Institute of Disaster Prevention, Sanhe 065421, China

²

Microelectronics and Optoelectronics Technology Key Laboratory of Hunan Higher Education, School of Physics and Electronic Electrical Engineering, Xiangnan University, Chenzhou 423000, China

³

Hunan Engineering Research Center of Advanced Embedded Computing and Intelligent Medical Systems, Chenzhou 423000, China

⁴

National Institute of Natural Hazards, Ministry of Emergency Management of China, Beijing 100085, China

⁵

National Space Science Center, Chinese Academy of Sciences, Beijing 100085, China

⁶

Faculty of Arts, Hebei University of Economics and Business, Shijiazhuang 050061, China

^*

Author to whom correspondence should be addressed.

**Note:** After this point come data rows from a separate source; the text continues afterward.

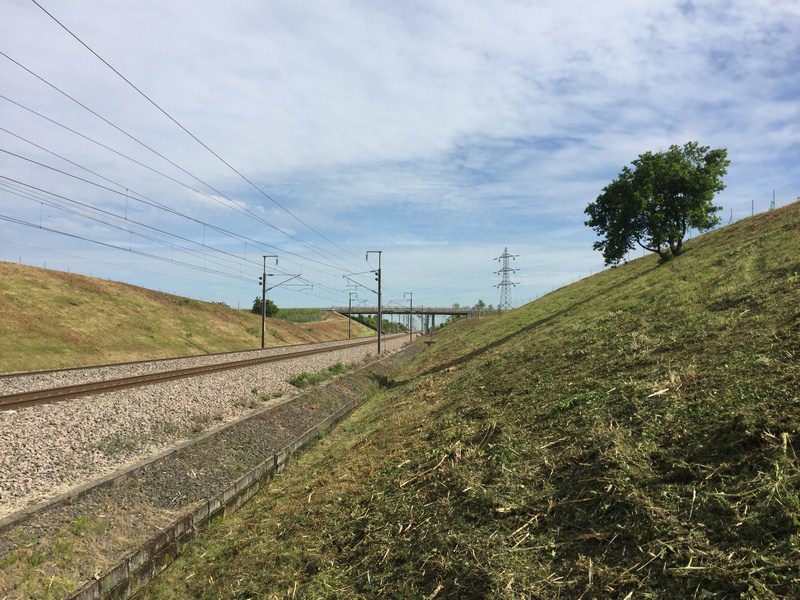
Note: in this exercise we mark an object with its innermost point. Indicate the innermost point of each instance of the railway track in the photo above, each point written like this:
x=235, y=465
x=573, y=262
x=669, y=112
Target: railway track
x=56, y=394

Atmosphere 2023, 14(8), 1296; https://doi.org/10.3390/atmos14081296

Submission received: 24 July 2023 / Revised: 11 August 2023 / Accepted: 14 August 2023 / Published: 16 August 2023

(This article belongs to the Special Issue Detection of Perturbations Associated with Earthquakes during the LAIC Process Based on the Multi-Source Data)

Download

Browse Figures

Versions Notes

Abstract

Pulse signals refer to electromagnetic waveforms with short duration and high peak energy in the time domain. Spatial electromagnetic pulse interference signals can be caused by various factors such as lightning, arc discharge, solar disturbances, and electromagnetic disturbances in space. Pulse disturbance signals appear as instantaneous, high-energy vertical-line pulse trains (VLPTs) on the spectrogram. This paper uses computer vision techniques and unsupervised clustering algorithms to process and analyze VLPT on very-low-frequency (VLF) waveform spectrograms collected by the China Seismo-Electromagnetic Satellite (CSES) electric field detector. First, the waveform data are transformed into time–frequency spectrograms with a duration of 8 s using the short-time Fourier transform. Then, the spectrograms are subjected to grayscale transformation, vertical line feature extraction, and binarization preprocessing. In the third step, the preprocessed data are dimensionally reduced and fed into an unsupervised K-means++ clustering model to achieve automatic recognition and labeling of VLPTs. By recognizing and studying VLPT, not only can interference be recognized, but the temporal and spatial locations of these interferences can also be determined. This lays the foundation for identifying VLPT sources and gaining deeper insights into the generation, propagation, and characteristics of electromagnetic radiation.

Keywords:

China Seismo-Electromagnetic Satellite (CSES); very low frequency (VLF); vertical-line pulse train (VLPT); k-means + +; automatic recognition

1. Introduction

Since the mid-20th century, with the development of space technology, satellites have been used as observation platforms to acquire electromagnetic wave data from Earth and the universe. They have been widely applied in fields such as meteorology, geophysics, environmental science, and astronomy [1,2,3,4,5]. Satellite observations provide global-scale electromagnetic wave data, including a large number of electromagnetic disturbances such as lightning, solar magnetic storms, and ionospheric disturbances [6,7,8,9]. By identifying and studying these disturbances, we can not only monitor and predict space weather phenomena and predict earthquakes but also provide information on ionospheric and atmospheric activities for sectors such as aviation, aerospace, communications, and navigation. In addition, it helps to gain a deeper understanding of the generation, propagation, and characteristics of electromagnetic radiation.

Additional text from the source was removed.